Since long time ago, I was thinking if Sagittarius can have some nice
async/await equivalent things. I'm using Java/Kotlin at my work,
occasionally TypeScript, they, execpt Java, have nice async/await
thing. So, I asked my new shiny friends, Copilot or ChatGPT, if it's
possible to implement it with continuation. And the answer was yes,
also it'd be cleaner if I use delimited continuation.
Now, I remember that SRFI-226 defines delimited continuation. And I vaguely remember one of the discussions saying it can be implemented with continuation prommpt and composable continuation. I've been avoiding to touching the continuation, but it seems it's time for me to have some courage.
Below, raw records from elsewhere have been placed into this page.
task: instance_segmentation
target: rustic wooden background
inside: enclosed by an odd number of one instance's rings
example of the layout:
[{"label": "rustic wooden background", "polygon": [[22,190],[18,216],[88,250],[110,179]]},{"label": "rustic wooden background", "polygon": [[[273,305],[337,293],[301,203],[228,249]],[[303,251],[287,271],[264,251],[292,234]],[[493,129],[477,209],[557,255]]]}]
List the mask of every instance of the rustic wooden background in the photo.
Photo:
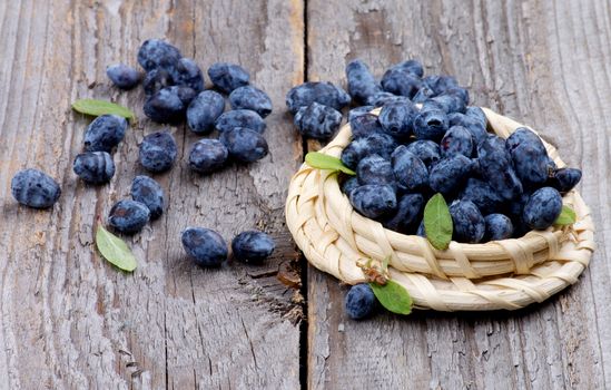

With my shallow understanding, composable continuation requires continuation prompt, so I decided to implement continuation prompt first. A continuation prompt can be implemented as a boundary frame. Currently, Sagittarius's call frame is implementented like this:
[ cont 0 ] <-- top
[ cont 1 ]
[ cont 2 ]
[ boundary ] <-- when C calling Scheme procedure
[ cont 3 ]
:
[ cont n ] <-- bottom
Now, I should be able to implement prompt as an extra frame like this:
[ cont 0 ] <-- top
[ cont 1 ]
[ cont 2 ]
[ prompt ] <-- prompt frame
[ cont 3 ]
:
[ cont n ] <-- bottom
There's a very good reason why I should do this. Sagittarius' compiler
optimises let with very advanced (I want to believe) way. It takes
frame size into account. This means, I can't add extra field into the
call frame structure. Because of this reason, I can't annotate the
call frame with prompt tag by adding an extra struct member. The
boundary frame is already using one of the members to hold a mark. In
other words, I can use one member to hold prompt information.
Now, inserting prompt seems easy job, then next step,
abort-current-continuation. It seems this is required to implement
delimited continuation. Reading the document doen't really click what
it does. So checked the behaviour with Racket. Started with the very
simple example below.
(call-with-continuation-prompt
(lambda ()
(abort-current-continuation (default-continuation-prompt-tag) 1)
(display 'not-reached) (newline))
(default-continuation-prompt-tag)
values)
;; -> 1
My easily get hallucinated brain understood that abort-current-continuation
aborts the current continuation up to the specified prompt tag and invokes
the abort-handler... this is what the document says... If I draw a diagram
then it looks like this
[ cont 0 ] <-- abort/cc
[ cont 1 ]
[ cont 2 ]
[ prompt ] <-- target == after ==> ;; the rest of the call frame
[ cont 3 ] [ cont 3 ]
: :
[ cont n ] [ cont n ]
Okay, it looks easy enough to do it.